Semalam aku tidak dapat memejamkan mataku. Aku baru dapat memejamkan mata sekitar jam 02.30. Bisa dibayangkan dengan waktu tidur selama tiga jam membuat aku merasakan sedikit pusing pada kepalaku.
Apalagi saat bangun tadi aku terkejut karena takut kesiangan. Aku segera bangun untuk menunaikan sholat shubuh.
Rutinitas di pagi hari pada hari Senin sangatlah merepotkan. Aku terkadang harus berkejaran dengan waktu. Waktu untuk mempersiapkan kebutuhan Mas Dandi mulai dari sarapan pagi, kopi, pakaian kerjanya hingga bekalnya untuk makan siang.
Belum lagi aku harus juga mempersiapkan untuk anakku Haydar berusia 8 tahun, kelas 2 SD yang harus segera berangkat ke sekolah. Semua akan lancar-lancar saja bila si kecil Jasmin yang masih berumur 4 tahun tidak meminta perhatian. Setelah menyelesaikan semua keperluan mereka, barulah aku berpikir untuk memanjakan diriku.
Aku mengangkat panci rebusan sayur diatas kompor, menggantinya dengan Teflon yang telah kuisi air untuk membuat kopi. Setelah air mendidih, kutuangkan air rebusan dalam cangkir kecil yang telah kuisi dengan kopi dan gula.
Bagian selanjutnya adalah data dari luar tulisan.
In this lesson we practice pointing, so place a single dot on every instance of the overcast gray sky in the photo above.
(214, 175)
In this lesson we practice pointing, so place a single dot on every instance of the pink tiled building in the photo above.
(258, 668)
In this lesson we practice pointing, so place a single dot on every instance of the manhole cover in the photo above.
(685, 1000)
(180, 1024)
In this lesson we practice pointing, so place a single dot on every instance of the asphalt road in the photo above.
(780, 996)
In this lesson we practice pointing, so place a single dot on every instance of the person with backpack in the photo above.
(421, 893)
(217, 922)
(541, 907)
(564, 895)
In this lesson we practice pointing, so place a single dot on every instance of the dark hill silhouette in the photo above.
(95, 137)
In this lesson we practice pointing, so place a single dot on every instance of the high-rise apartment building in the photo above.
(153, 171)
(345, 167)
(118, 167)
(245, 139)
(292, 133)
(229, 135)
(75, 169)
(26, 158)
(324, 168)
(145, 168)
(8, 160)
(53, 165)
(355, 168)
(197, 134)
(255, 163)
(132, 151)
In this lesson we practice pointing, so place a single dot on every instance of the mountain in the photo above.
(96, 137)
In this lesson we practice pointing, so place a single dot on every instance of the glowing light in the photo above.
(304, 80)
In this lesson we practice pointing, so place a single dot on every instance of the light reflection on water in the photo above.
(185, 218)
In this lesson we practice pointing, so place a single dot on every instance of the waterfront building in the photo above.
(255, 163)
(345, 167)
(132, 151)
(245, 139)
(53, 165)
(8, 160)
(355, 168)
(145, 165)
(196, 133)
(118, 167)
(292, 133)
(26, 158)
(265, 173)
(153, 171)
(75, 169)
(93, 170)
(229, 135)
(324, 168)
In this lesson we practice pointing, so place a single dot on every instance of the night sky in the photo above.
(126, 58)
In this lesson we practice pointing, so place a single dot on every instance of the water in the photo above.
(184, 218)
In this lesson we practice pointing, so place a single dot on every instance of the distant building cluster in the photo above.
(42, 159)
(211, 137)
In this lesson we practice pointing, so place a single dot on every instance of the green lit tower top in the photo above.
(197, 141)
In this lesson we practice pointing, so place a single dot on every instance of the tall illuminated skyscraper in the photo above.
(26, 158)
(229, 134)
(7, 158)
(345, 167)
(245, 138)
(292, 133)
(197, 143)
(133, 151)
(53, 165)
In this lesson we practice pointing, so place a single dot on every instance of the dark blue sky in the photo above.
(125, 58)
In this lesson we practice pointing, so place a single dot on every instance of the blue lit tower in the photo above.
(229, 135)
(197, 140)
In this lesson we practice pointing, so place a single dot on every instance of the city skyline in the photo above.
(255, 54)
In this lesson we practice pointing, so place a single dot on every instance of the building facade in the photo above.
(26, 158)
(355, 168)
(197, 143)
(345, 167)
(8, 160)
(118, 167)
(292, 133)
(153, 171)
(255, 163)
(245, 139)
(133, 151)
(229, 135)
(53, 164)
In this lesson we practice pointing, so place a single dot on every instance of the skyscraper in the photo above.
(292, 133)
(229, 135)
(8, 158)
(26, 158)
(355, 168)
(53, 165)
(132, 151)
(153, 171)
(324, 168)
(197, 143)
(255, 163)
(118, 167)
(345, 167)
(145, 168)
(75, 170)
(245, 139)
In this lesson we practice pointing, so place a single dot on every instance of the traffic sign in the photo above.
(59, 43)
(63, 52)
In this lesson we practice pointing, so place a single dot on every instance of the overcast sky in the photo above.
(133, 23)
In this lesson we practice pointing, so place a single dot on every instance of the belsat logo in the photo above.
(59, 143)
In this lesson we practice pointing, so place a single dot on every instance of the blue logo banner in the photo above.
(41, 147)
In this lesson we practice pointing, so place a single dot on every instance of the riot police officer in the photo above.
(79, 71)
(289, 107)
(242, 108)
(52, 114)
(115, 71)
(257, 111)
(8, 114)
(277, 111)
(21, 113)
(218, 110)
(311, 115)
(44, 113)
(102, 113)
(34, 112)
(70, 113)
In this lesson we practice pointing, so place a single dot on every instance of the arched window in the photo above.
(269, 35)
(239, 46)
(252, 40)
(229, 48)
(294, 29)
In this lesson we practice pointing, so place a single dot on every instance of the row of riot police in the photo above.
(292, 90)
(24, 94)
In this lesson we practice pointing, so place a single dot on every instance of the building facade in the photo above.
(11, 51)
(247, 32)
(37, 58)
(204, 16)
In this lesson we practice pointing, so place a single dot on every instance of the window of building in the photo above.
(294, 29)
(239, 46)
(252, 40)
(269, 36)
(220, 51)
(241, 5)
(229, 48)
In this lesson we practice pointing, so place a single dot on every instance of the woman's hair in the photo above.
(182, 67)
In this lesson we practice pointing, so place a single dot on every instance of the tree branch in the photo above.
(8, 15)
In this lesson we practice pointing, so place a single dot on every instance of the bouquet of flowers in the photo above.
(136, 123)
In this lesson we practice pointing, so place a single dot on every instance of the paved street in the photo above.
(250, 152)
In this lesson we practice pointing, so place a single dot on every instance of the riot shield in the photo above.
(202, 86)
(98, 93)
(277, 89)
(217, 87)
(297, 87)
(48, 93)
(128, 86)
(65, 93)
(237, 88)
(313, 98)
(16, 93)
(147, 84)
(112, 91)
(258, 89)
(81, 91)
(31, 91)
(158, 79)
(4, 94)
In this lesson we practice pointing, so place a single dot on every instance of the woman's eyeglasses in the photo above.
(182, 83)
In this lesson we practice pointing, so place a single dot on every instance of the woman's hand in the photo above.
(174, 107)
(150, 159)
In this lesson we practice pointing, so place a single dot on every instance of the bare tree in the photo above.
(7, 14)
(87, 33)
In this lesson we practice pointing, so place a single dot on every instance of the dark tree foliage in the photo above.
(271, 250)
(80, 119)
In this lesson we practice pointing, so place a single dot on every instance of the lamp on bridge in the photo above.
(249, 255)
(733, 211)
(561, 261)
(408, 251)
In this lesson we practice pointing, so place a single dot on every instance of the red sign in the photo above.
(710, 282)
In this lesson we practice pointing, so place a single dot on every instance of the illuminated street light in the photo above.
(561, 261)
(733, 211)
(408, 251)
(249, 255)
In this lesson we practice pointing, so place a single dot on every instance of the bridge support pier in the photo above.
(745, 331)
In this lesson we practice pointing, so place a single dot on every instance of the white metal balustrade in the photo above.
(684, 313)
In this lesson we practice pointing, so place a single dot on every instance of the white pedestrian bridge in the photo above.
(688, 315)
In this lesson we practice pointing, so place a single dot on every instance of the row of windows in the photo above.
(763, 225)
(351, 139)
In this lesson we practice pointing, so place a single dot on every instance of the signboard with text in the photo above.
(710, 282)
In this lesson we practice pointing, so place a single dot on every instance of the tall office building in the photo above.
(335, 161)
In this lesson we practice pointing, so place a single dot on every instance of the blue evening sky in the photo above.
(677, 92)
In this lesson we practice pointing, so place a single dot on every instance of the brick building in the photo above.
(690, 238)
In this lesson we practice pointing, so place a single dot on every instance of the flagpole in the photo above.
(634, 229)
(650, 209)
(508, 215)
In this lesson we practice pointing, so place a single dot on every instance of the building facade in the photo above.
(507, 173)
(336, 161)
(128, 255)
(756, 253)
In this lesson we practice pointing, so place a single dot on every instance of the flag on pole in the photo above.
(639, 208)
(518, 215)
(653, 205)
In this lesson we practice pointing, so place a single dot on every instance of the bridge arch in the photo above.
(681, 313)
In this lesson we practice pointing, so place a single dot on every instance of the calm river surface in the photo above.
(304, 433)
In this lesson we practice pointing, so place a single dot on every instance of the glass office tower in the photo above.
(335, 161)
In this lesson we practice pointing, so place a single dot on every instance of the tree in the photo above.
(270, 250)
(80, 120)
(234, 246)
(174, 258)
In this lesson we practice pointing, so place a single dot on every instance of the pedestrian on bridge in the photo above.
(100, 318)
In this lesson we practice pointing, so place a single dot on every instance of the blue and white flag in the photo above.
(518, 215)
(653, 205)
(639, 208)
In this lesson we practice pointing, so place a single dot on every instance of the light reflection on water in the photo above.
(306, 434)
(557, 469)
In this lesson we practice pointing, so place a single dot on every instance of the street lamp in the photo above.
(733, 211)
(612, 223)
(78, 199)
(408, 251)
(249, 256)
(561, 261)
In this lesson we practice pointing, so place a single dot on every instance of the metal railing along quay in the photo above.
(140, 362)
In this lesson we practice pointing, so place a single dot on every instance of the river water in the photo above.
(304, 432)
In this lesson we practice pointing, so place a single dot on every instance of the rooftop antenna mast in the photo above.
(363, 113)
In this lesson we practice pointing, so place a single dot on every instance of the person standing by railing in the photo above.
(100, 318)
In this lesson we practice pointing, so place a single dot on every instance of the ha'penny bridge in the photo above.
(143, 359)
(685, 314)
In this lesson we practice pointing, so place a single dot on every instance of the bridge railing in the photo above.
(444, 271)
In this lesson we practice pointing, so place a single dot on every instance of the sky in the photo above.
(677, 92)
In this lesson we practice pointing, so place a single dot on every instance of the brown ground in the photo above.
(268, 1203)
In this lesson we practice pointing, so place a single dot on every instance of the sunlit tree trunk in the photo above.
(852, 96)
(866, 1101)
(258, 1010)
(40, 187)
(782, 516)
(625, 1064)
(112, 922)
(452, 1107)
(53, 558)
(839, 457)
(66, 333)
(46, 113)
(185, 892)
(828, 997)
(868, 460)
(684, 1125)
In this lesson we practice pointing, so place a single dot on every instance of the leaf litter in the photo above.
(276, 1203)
Kuaduk hingga gula larut kemudian menghidangkannya di meja tempat Mas Dandi duduk.
“Ini kopinya, mas.” Kataku meletakkan secangkir kopi permintaannya diatas meja tepat dihadapannya. Mas Dandi langsung meraih cangkir kopi kemudian menyeruputnya, tanpa mengatakan sepatah katapun.
Aku segera kembali ke dapur untuk  melanjutkan memasak. Jam sudah menunjukkan 06.00 sementara Haydar  belum juga bangun dari tidurnya, begitu pula Jasmin si adhik. Sambil menunggu sayur matang, aku menuju kamar Haydar untuk  membangunkannya.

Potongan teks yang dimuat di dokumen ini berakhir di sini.